Low Carb Challenge Final Update
The Story So Far
On 4 February I began another behaviour challenge - this time I joined a couple of friends who were going low carb. On 14 February I realised it wasn't working for me so decided to reverse the experiment and go back to my normal diet for the next 10 days.
Here's What Happened Next?
- First I binged on carbs for a few days - bread, chips and crackers - like I’d been deprived or something.
- Then, someone gave me a packet of chocolate biscuits and I ate 5, no 6 [over 3-4 days]
- Then threw out the rest, because sugar is evil.
- I didn’t eat pasta or any ‘white’ carbs - I didn’t want to. If I was really 'reversing' rather than just 'quitting' I should have. I did eat brown rice once - it was nice - and I was drawn to beans, lentils and chickpeas a lot.
- I continued to confine wine drinking to the weekend and to drink more water during the day - outcomes from my Dry January experiment
- I gained some weight with my initial binge eating, but then lost it again when I got my act together - so am now officially 1 kilo lighter than before the low carb experiment.
- But my waist measurement is unchanged.
- I felt so much happier, brain fuzziness disappeared, mood, energy and sleeping patterns evened out.
- I continued to eat more vegetables, but less protein and fat. No hardboiled eggs passed my lips in the last ten days.
- And I decided I wasn't going back to a low carb diet with all its rules and prohibitions and measuring.
Was This A Giant Fail Then?
An experiment is only a failure if you don't learn anything from it, and I learned plenty.
I learned that the care and attention needed to achieve a daily low carb high fat [LCHF] diet is too intensive for me to want to sustain. I like simplicity and ease, so the thought of needing to fill up my brain with the carb rating of everything I eat or to buy new kitchen equipment to make vegetables into fake pasta just does not appeal to me.
Could I have kept going, pushed through the carb flu and created a new amazing fat-burned body with a right-sized waist? Maybe but I'd have needed to commit a whole lot more energy, attention and emotional weight to it if I'd wanted to successfully embed it in my life.
And honestly, I think my life would have to be incredibly dull and empty for me to want to focus on the minutiae of my diet.
But All Is Not Lost!
What has surprised me is that even though I did hate the low carb regime, quite a lot seems to have stuck. Caroline L Arnold, in her book Small Move, Big Change says it takes 4 to 6 weeks to embed a new habit. I suppose salad formation is a kind of habit. Maybe I was just refreshing it.
While there are probably no new foods in my pantry and fridge compared to January, the proportions have changed. There are more different sources of protein and more vegetables. I eat more salads and more carb-free meals. Bread and crackers are lasting longer. Nuts have become more important.
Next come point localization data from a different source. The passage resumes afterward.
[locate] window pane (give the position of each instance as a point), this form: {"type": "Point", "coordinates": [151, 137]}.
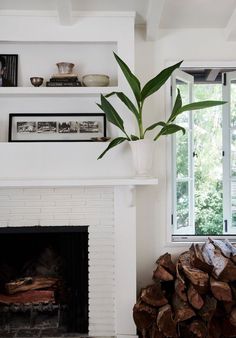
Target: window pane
{"type": "Point", "coordinates": [208, 162]}
{"type": "Point", "coordinates": [233, 103]}
{"type": "Point", "coordinates": [233, 203]}
{"type": "Point", "coordinates": [184, 92]}
{"type": "Point", "coordinates": [182, 205]}
{"type": "Point", "coordinates": [182, 155]}
{"type": "Point", "coordinates": [233, 153]}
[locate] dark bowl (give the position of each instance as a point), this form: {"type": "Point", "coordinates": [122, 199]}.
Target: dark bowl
{"type": "Point", "coordinates": [36, 81]}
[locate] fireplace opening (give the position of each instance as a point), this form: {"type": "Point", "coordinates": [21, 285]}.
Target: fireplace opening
{"type": "Point", "coordinates": [43, 281]}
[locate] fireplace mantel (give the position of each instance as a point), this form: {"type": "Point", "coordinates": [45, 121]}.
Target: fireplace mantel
{"type": "Point", "coordinates": [78, 182]}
Overall I'm eating a little less but staying full longer. Breakfast is almost always a smoothie, except when there's soft avocado to spread on toast. Lunch is all about the leftovers. Dinner is less likely to involve carbs than before the challenge.
I think for me, the best way of eating is to have what I want, to limit the foods in my fridge and pantry to things that I like and are good for me and to occasionally go and buy some extra treat when nothing else will do. That fits into my life best.
As for the waist measurement, that may have to take the slow road. If i consistently eat a little less it will perhaps consistently lose a little more. But in March I'm keen to do an exercise challenge - working on establishing a regular pattern of exercise rather than my current haphazardness. So maybe that will help.
I don't know if the world really needed more confirmation that diets suck - but you have it anyway. I think that lifestyle changes have to be easy - and that it's better to go slow and make changes you can sustain rather than expect to be able to maintain a massive change in a whole lot of different aspects of your life at once.